Me acuerdo de mi infancia como del período más
feliz de mi vida. Mi familia era al servicio del conde de Olivares desde muchas
generaciones, y vivía con mis padres en una quinta suya cerca de Madrid.
El conde tenía una hija, Lucía, mayor que yo de
dos o tres años. Como en su entorno no había ningún otro niño, había
acostumbrado desde sus primeros años a jugar conmigo. Íbamos a pasearnos en el
campo vecino, jugábamos con los animales de la quinta, y a veces yo la
acompañaba a su casa como si fuera algún primo y no un criado. Yo la adoraba y hacía todas
sus voluntades.
Las cosas fueron así hasta más o menos los catorce años de Lucía. Pero poco a poco, ella se volvió diferente. Ya no jugaba con sus muñecas, ya no le gustaba correr conmigo en el jardín ni ocuparse de los animales. Se había vuelto coqueta, llevaba vestidos elegantes con los que no podía subir a los árboles ni sentarse en la hierba. A veces me hablaba de manera distante y altiva, como si hubiera descubierto que no pertenecíamos al mismo mundo. Ya no era la Lucía que había conocido, pero la amaba desde siempre y cada día más. La colmaba de atenciones, llevaba sus paquetes, abría las puertas delante de ella, le mantenía el quitasol para darle sombra, lo que me permitía admirar la blancura de su nuca y oler el perfume de sus cabellos.
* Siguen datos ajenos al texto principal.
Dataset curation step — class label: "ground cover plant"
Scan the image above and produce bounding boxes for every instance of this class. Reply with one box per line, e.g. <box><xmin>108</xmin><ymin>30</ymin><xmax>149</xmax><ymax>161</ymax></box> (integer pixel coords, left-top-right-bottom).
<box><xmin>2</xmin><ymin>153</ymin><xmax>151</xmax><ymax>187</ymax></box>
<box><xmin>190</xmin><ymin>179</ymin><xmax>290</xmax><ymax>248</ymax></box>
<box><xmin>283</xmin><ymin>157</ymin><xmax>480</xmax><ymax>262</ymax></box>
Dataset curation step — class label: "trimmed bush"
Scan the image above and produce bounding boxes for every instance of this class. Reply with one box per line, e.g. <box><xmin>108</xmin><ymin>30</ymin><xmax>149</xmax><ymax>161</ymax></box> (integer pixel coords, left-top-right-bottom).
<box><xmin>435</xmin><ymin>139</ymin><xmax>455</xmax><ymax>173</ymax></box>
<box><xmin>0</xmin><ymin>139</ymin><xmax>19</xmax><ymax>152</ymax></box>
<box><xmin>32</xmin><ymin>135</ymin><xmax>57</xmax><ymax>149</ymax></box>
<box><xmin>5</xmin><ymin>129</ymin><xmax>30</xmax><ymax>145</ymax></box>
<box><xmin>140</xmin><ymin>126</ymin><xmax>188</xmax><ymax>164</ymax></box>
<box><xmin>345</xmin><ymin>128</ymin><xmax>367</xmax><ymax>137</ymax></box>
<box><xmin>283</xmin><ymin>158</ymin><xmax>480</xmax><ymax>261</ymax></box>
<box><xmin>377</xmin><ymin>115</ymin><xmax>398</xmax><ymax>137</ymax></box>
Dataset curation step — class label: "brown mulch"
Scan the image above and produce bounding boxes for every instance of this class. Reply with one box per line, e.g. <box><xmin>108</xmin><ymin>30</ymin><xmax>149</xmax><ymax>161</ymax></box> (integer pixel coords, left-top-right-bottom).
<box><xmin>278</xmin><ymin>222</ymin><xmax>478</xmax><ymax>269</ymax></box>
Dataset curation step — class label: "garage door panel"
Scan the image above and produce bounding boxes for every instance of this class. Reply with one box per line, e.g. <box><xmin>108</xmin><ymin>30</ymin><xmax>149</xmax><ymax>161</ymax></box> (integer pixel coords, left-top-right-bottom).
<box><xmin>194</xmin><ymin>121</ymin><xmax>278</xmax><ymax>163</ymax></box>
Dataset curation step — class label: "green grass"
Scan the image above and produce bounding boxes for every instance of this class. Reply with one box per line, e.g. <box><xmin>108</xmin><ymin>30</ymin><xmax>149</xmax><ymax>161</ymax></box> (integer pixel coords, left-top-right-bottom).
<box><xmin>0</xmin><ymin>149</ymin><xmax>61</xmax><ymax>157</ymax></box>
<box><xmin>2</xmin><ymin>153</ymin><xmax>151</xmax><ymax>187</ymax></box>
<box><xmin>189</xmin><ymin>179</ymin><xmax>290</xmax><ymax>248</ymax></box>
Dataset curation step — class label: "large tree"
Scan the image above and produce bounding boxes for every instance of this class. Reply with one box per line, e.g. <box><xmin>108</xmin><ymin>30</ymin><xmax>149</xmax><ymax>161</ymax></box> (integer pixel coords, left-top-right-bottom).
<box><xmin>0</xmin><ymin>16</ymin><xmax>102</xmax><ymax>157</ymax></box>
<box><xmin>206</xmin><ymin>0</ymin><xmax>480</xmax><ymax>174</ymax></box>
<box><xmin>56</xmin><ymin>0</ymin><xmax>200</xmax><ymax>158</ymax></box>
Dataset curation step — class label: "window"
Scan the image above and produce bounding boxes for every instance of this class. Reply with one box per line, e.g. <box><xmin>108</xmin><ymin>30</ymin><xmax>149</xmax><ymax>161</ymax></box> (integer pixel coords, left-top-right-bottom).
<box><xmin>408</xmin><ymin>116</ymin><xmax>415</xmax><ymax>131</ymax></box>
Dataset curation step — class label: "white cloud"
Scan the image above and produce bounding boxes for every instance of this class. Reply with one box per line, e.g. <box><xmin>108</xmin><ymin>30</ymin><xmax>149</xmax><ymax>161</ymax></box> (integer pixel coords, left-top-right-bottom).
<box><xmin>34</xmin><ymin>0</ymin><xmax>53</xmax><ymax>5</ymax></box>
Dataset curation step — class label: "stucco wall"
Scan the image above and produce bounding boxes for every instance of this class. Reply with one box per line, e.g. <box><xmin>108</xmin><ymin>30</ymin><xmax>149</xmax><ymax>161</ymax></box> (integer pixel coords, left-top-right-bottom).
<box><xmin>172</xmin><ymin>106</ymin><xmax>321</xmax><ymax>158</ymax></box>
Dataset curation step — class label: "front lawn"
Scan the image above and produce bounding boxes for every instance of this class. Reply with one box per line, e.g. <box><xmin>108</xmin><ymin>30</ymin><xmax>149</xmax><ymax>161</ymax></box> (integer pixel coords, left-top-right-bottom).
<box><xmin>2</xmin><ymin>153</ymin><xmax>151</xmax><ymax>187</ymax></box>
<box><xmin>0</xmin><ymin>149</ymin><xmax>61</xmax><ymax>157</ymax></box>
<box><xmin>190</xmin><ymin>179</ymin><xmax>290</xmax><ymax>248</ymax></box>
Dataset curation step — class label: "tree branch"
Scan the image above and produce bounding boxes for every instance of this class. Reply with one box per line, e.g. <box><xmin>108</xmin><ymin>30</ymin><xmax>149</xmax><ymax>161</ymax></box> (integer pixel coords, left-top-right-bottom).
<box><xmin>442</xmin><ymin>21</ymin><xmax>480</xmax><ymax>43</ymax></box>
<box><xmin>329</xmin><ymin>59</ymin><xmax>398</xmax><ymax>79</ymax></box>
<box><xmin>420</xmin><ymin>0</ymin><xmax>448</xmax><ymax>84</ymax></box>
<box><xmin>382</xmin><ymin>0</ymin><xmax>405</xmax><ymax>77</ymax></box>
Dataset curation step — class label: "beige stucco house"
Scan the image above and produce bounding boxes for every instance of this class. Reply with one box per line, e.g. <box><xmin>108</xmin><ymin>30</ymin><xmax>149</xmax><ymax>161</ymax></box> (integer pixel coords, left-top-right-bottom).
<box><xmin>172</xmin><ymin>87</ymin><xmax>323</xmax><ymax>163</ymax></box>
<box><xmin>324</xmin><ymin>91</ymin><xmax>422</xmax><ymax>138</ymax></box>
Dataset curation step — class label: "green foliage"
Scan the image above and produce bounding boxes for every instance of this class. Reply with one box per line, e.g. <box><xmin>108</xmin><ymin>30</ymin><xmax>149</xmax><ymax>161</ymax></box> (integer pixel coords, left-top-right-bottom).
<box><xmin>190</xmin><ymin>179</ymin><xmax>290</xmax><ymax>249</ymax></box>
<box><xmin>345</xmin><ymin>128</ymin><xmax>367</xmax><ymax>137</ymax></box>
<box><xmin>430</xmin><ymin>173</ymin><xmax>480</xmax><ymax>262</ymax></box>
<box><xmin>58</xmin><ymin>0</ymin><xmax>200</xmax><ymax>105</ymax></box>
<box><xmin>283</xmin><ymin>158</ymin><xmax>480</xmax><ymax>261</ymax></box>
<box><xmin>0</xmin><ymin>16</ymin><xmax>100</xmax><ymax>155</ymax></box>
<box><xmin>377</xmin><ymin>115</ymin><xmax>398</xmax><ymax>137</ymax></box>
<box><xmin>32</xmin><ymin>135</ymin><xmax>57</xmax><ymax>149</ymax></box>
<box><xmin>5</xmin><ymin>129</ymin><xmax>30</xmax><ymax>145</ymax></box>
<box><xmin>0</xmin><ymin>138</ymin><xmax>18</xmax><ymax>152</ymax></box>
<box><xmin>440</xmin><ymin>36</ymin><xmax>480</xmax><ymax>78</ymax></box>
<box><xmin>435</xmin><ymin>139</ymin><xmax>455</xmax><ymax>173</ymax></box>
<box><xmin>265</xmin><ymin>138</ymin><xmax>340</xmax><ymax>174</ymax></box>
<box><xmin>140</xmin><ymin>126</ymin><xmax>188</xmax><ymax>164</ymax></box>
Por desgracia, el conde me sorprendió en uno de esos momentos de adoración. Declaró que no era decente que un chico de mi edad hiciese compañía a una señorita tal que su hija. De la noche a la mañana fuimos separados, y los dueños me enviaron a otra quinta para trabajar. Así perdí a Lucía. Poco después supe que se había casado con un duque más viejo que ella de quince años. Yo nunca pude olvidarla ni interesarme en otra mujer.
Algunos años después, la crucé un día a la ocasión de una fiesta en la pradera de San Isidro. Avanzaba hermosa como una diosa, seguida por un niño que llevaba su quitasol. Todos la miraban. Dejó caer su abanico. Me precipité para recogerlo y dárselo, mirándola en los ojos con la mayor intensidad que pude. Ella tomó el abanico y me sonrió distraídamente. No me había reconocido.